Per tali tipi di impianti la norma, introducendo una importante innovazione, prevede che tale dichiarazione di conformità equivalga a tutti gli effetti alla omologazione dell'impianto.
In ogni caso entro trenta giorni dalla messa in esercizio dell'impianto, il datore di lavoro deve sottoscrivere ed inviare la dichiarazione di conformità all'I.S.P.E.S.L. e all'A.S.L. o all'A.R.P.A. territorialmente competenti oppure allo sportello unico per le attività produttive nei comuni o nelle associazioni in cui è stato attivato.
La procedura descritta rimane pressoché invariata per gli impianti in luoghi con pericolo di esplosione (art. 5). Questi, analogamente ai precedenti, non possono essere messi in esercizio prima della verifica di conformità operata dallo stesso installatore dell'impianto il quale, all'esito della stessa, rilascia al datore di lavoro la dichiarazione di conformità che l'interessato, entro trenta giorni dalla messa in esercizio dell'impianto, invia all'A.S.L. o all'A.R.P.A. territorialmente competenti.

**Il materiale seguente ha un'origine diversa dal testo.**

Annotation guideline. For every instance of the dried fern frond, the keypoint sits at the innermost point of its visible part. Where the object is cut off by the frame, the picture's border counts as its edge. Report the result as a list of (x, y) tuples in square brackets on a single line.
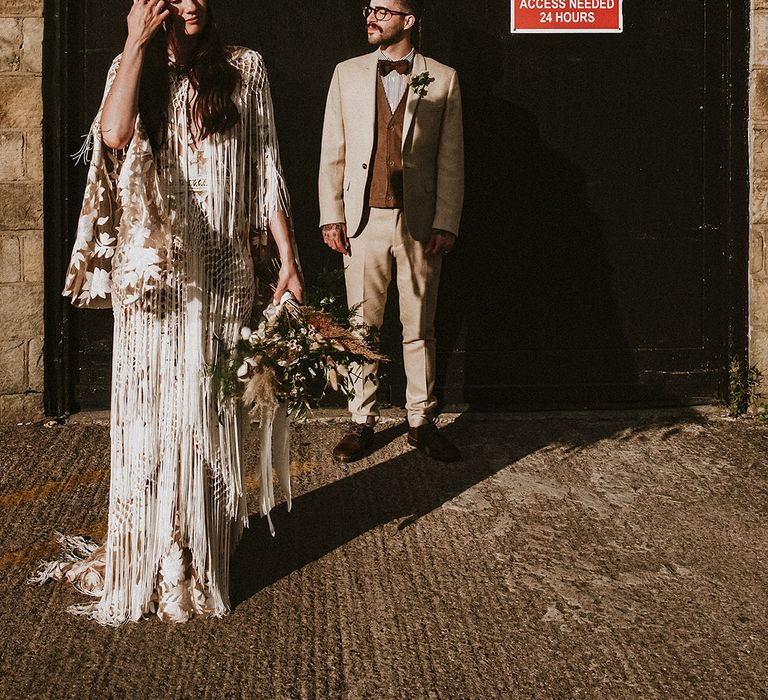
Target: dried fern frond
[(330, 330)]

Tuttavia per gli impianti in luoghi con pericolo di esplosione, a differenza di quelli sopra esaminati, proprio a causa della loro evidente criticità che presentano, la dichiarazione di conformità non equivale all'omologazione che deve, invece, essere effettuata dall'A.S.L. o dall'A.R.P.A. competenti per territorio che effettuano la prima verifica, sempre onerosa per il richiedente, di tutti gli impianti denunciati.
La verifica di conformità effettuata dall'installatore dell'impianto, così come le altre verifiche, è onerosa e le spese per la sua effettuazione sono a carico del datore di lavoro.